Whenever I am fortunate enough to visit Athens these days, I always take time to visit Bryan Hall and remember the epiphany-filled year I spent both working and living in my favorite spot on campus. Geography has a powerful impact on how we gauge the world and all places that follow, especially those homes and experiences we had early in our lives. Good or bad, our childhood homes stay with us in more powerful ways than what comes later more often than not. I could walk around many of those places blindfolded and do pretty well and their images never too far from memory.
Our staff bonded that year as we took charge of a historic, if not spirited old building and shared the common problems of college, personal and work life together. I see less of that shared life with old and young people today and feel strongly it does not serve as well to be so disconnected; all the more made ironic by the sheer number of ways we are bound by electronic gadgets and means to connect. Even so, they don’t do a good of job of truly bringing us together in meaningful ways, no matter how many tweets and Facebook updates we make in a day. Their convenience and numbers have not made them anymore valuable to most people.

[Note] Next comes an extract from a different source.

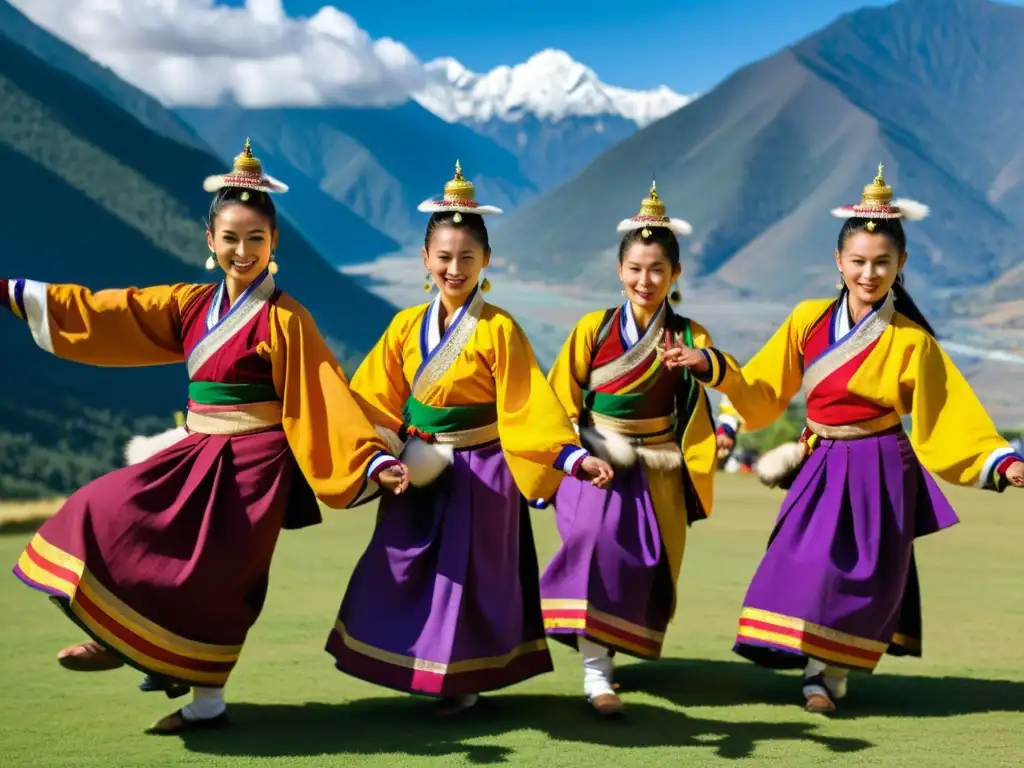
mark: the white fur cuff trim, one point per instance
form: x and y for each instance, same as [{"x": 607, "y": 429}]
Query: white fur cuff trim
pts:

If you ever visit Bryan Hall, look in the lobby for a large framed picture I took that winter. You can see the building’s snow-covered bell tower and imagine the attic just below and the mysterious labyrinth of steam tunnels still connecting to dozens of other buildings miles away. It’s an old picture now, but it captures that moment when the building was new again. Decades later, the world feels a lot less reasonable and safe, although this small corner of it is mostly the same where students still live in college dormitories, eat pizza, tell wild stories, and make life-long connections.
You can’t miss the photograph, it’s right across from the elevator.